Clinical outcomes 12 months after globus pallidus deep brain stimulation in patients with Parkinson’s disease (PD) (A). Programming parameters and distance from electrode contacts to globus pallidus motor nucleus (B)

	Patients with PD with SID(n=8)	Patients with PD without SID(n=15)	P value
(A)
UPDRS III (medication off, stimulation on)	33.50±12.87	32.13±7.91	0.925
UPDRS III (medication off, stimulation off)	37.68±14.89	41.46±8.39	0.441
UPDRS III (medication on, stimulation on)	20.68±14.09	15.23±8.88	0.266
UPDRS III (medication on, stimulation off)	26.00±15.56	22.13±12.87	0.728
UPDRS IV (medication off, stimulation on)	6.37±3.62	6.80±2.75	0.681
Stimulation effect in medication off state	4.18±3.18	9.33±4.77	0.013
Stimulation effect in medication on state	5.31±10.81	6.90±6.00	0.115
LEDD (mg)	1373.25±463.10	1272.86±322.19	0.548
(B)
At initial programming
Voltage (V)	2.18±0.39	2.77±0.47	0.001
Parameter configuration	All monopolar	All monopolar
At 12 months programming
Voltage (V)	2.58±0.90	3.07±0.67	0.116
Parameter configuration	Bipolar 3, monopolar 6, interleaving 1	Bipolar 2, monopolar 28
Ventral contact to GPi motor nucleus (mm)	1.87±1.31	1.48±1.11	0.287
Active contact to GPi motor nucleus (mm)	2.50±1.29	1.94±1.54	0.287

Data are represented as mean±SD.

Results in bold letters indicate significant difference between groups (p<0.05).

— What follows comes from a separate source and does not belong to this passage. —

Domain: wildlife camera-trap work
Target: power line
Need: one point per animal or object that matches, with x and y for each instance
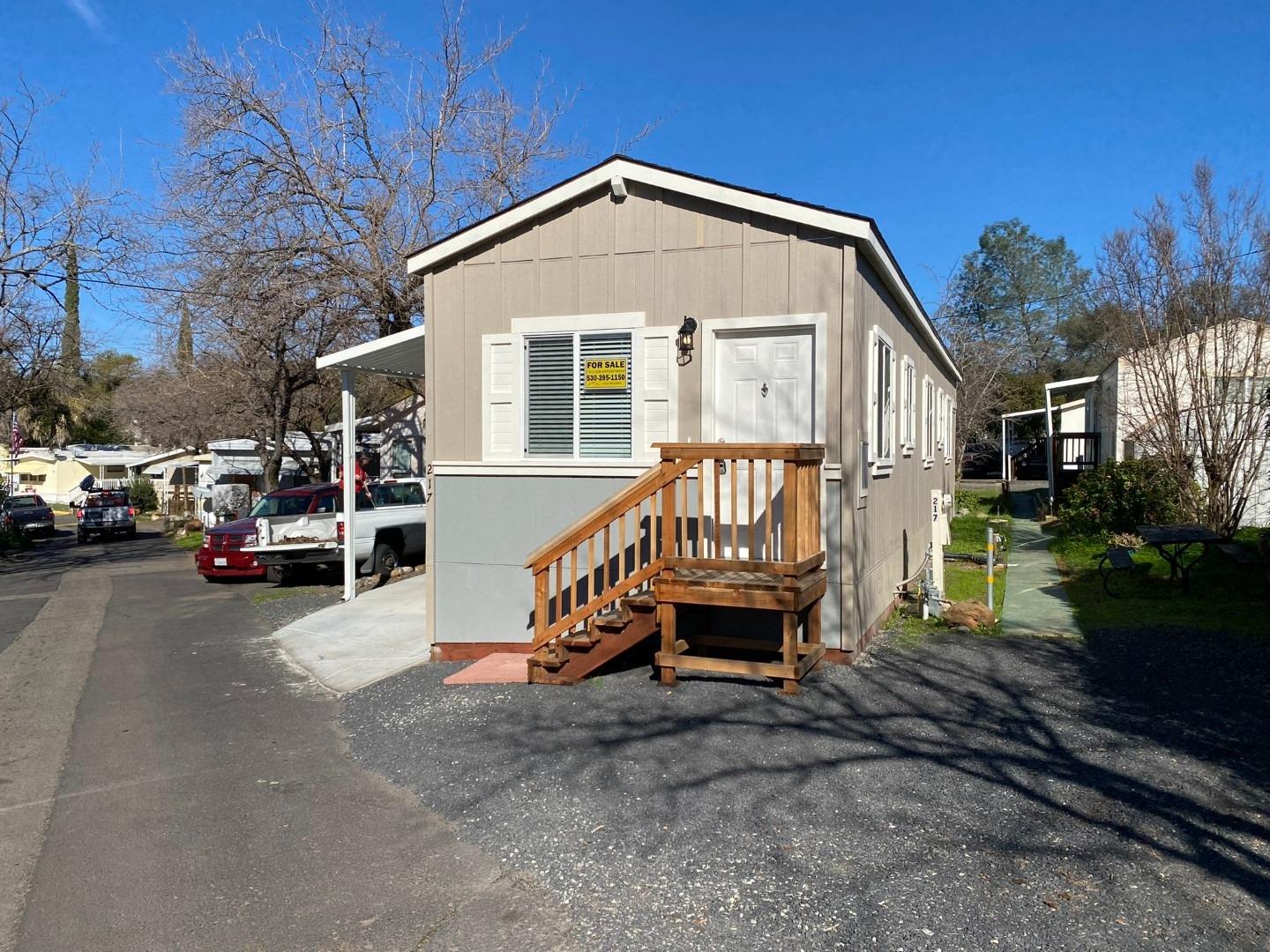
(1113, 286)
(1050, 299)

GPi, globus pallidus interna; LEDD, Levodopa equivalent daily dose; SID, stimulus-induced dyskinaesia; UPDRS, Unified Parkinson’s Disease Rating Scale.;

Contact 2 of the two groups was located on the dorsal GPi or GPe (online supplemental figure 2). The stimulation effect was positively correlated with the volume of intersections between the VTA and GPi motor nucleus (online supplemental figure 3A, r = 0.42, p=0.025). The mean VTA of patients with PD with SID was lower compared with those without, but it did not reach statistical significance (online supplementary figure 3B, 60.60 ± 46.92 vs 96.21±52.96, p=0.169).

Discussion

Patients with PD with GPi DBS-induced SID showed a smaller stimulation effect than those without SID, but there were no significant differences in UPDRS III scores between the two groups at 12 months after surgery. The voltage of stimulation after initial programming was significantly lower in patients with PD with SID compared with those without. The dorsal lead of patients with PD with and without SID is located in the dorsal GPi or GPe.

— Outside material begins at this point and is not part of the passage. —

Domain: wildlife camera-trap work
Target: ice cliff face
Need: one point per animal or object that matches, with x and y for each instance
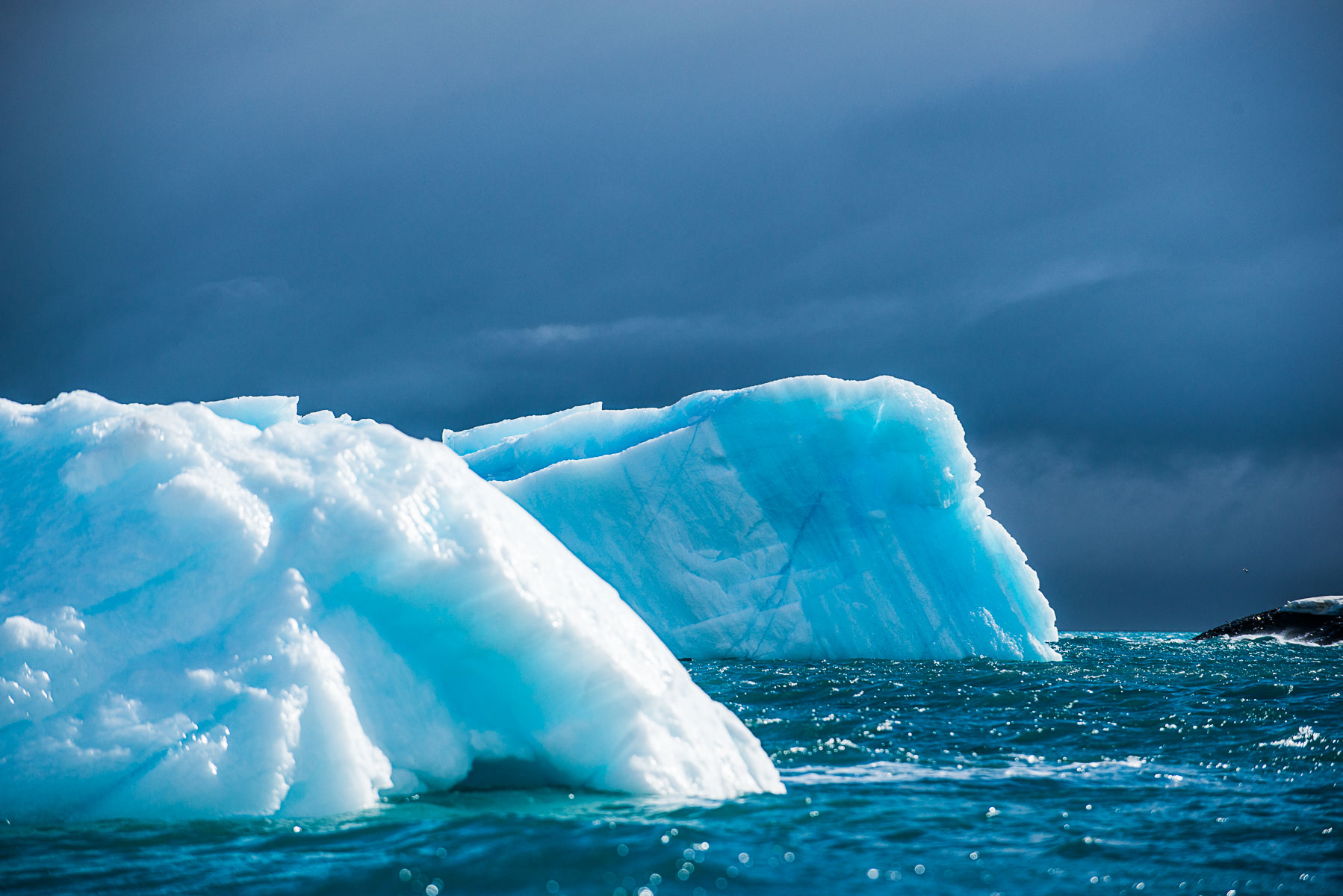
(804, 519)
(226, 610)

GPi DBS has a direct antidyskinetic effect, and may be considered as a target for advanced patients with PD with LID.1 However, the clinical impact of dyskinaesia appearing by GPi stimulation is not well known. In previous studies, stimulation of the dorsal GPi or GPe has been shown to improve akinaesia, but SID may occur. Conversely, stimulation of ventral GPi can suppress SID but hypokinaesia may worsen.3 5 If SID appears after DBS surgery, it may be limited to adjusting programming parameters and selecting simulation contacts. Our results indicate that these obstacles in the programming strategy may affect the optimisation of the VTA and stimulation effect of GPi DBS.

Our study has several limitations. First, the limited numbers of patients and retrospective design could affect statistical power. Second, the model-based electrode reconstruction using Lead-DBS cannot exclude the possibility of error, and the VTA modelling does not represent the real bioelectrical effects of DBS.4

Conclusion

Our results suggests that patients with PD with GPi DBS-induced SID had different stimulation effect and programming parameters compared with those without, although no significant difference in the overall motor outcome was observed.